For the past two weeks, Tech4Dev teams were scattered across India—some hosting events, others quietly observing the social sector up close. We packed an unbelievable number of activities into this period: the Developers’ Sprint at Quest Alliance’s Observatory, a CTO event in Mumbai, Glific Launchpad in Delhi, the DALGO bootcamp in Bengaluru, the AI Cohort meetup, and Glific as well as DALGO ‘s NGO sprint. It still feels surreal that all of this happened in just two weeks.
For this blog though, I’ll focus on what I personally experienced and resonated with the most: the Developers’ Sprint, the AI Cohort, and NGO visits.
Week 1: NGO Immersions (8–12 September)
We visited three NGOs during the first week. Four of us—Akhilesh, Amisha, Akansha, and I—spent time at two of them: ATREE (Ashoka Trust For Research In Ecology And The Environment) and Reap Benefit (which is an organization working towards empowering youth to be able to take actions towards civic and climate issues). Both offices had their own kind of magic.
ATREE

Everywhere you looked, nature framed the day—ponds with fish, trees and plants, even spider webs glittering in the sunlight. Because ATREE also offers a PhD program, the NGO building includes research labs, classrooms, and libraries focused on ecology.

Conversations there (and later throughout the sprint) kept circling back to a grounding truth: technology isn’t the change—it’s an enabler of change. Even after years in this sector, individual impact can feel like a drop in the ocean. But that’s exactly the motivation—many drops can become a drizzle, and a drizzle can turn into something larger.

Reap Benefit

Beyond meeting RB’s very adorable office cat, we spoke about their student hackathons. Students explore real-world problem statements, propose solutions, and sometimes even build prototypes. Judges range from teachers to government officials, which helps students understand feasibility and hear diverse perspectives. Our visit was brief—we had to head to our next stop: Quest Alliance’s Observatory, where the Developers’ Sprint would take place.

Developers’ Sprint at Quest Alliance’s Observatory
Quest Alliance’s Observatory is as thoughtful as it is beautiful. Sustainability shows up everywhere—from composting leftover food to passive cooling with water running through walls, and with these two facts I am just scratching the surface.

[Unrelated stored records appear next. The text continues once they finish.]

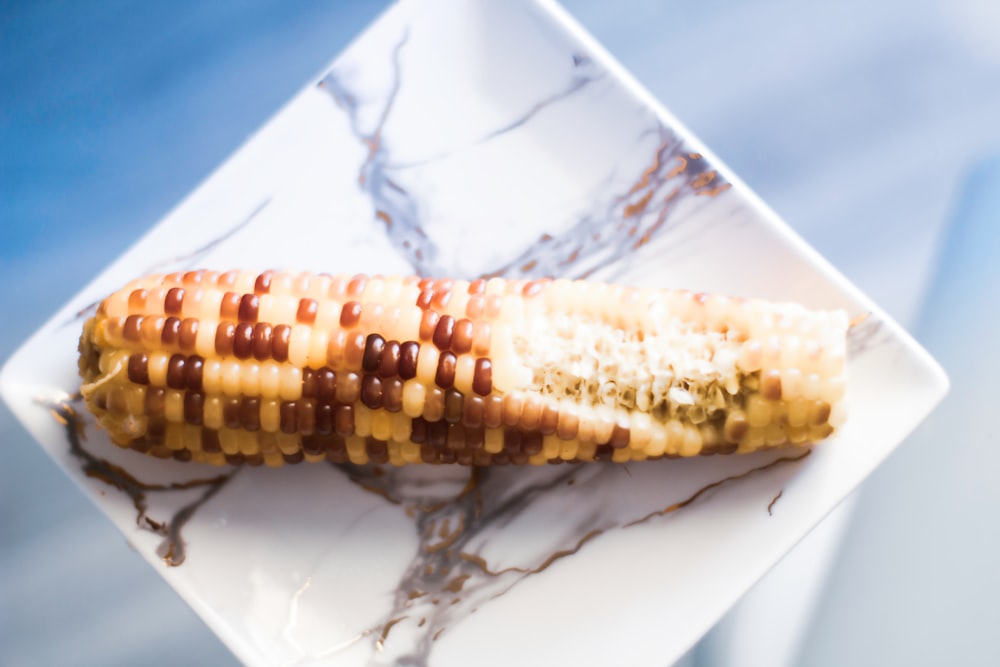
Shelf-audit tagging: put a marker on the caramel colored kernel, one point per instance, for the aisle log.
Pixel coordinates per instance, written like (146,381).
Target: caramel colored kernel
(482,379)
(445,376)
(444,331)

It was the perfect setting for a three-day sprint where Tech4Dev developers worked, learned, and hung out together.

I won’t unpack every session (there were five in total: four by Tech4Dev teammates and one by Quest Alliance people on their respective journey in the social sector), but I do want to highlight the session that kicked things off: System Design Thinking by Devi. It covered a structured approach to system design and core considerations—why systems thinking matters, multi-tenancy, first-principles thinking, and more.

A few topics I noted to dive deeper into later:
- Using Postgres stats to understand table usage (e.g., which tables are hit most),
- Table partitioning,
- Row-level security for tenant isolation,
- Horizontal vs. vertical scaling,
- And a pragmatic alerting principle: not every error is “page-worthy.” For example, routine “not found” errors shouldn’t wake up the on-call.
Maybe there’s a future blog in here—I’m genuinely enjoying this area right now.
Week 2: AI Cohort (14 & 16 September)
The first in-person AI Cohort meetup brought its own threads of sessions and discussions. If you’re hearing about it for the first time: the cohort is designed to help NGOs bridge the gap between their needs and what AI can responsibly offer. Tech4Dev, along with Digital Future Labs (DFL) and Tattle, is mentoring participating NGOs as they design pilotable Responsible AI solutions. We’re helping with guidance, design, and resources tailored to their goals, while DFL and Tattle anchor the ethics and governance aspects.

For the cohort, I am mentoring alongside Vijay for Quest Alliance’s learning assistant bot. The cards were already in our favor—we’d met the Quest team during the Developers’ Sprint at their own space—so the two cohort days let us dig deeper into the solution.
All the NGOs participating in the AI Cohort gave a quick description about their use case for the cohort. out of the 7 NGOs we are working with, two of them are health sector NGOs with an use case almost similar to each other, and four of them are education sector NGOs whose use cases are not exactly same but they still have some common grounds with each other.
Sessions that happened in the two day AI cohort event:
- LLM observability with langfuse (by Aviraj) and evaluation (by Rajshekar)
- Responsible AI sessions facilitated by DFL (including a hands-on activity on over-reliance on AI) and Tattle (walkthroughs of guardrail approaches they have built using curated lists, moderation LLMs, and related checks).
Our cohort team—Steven, Tanisha, and Sunil from Quest, with Vijay and me from Tech4Dev—has been fantastic to work with. The conversations are rich, practical, and honestly, a lot of fun.
Wrapping Up
After the cohort, the Kaapi team focused on platform enhancements and a bunch of design choices behind them. And just like that, the two weeks were over. Writing this, it feels like I lived several lives in fourteen days. Excited to see what the future contains for us as a team.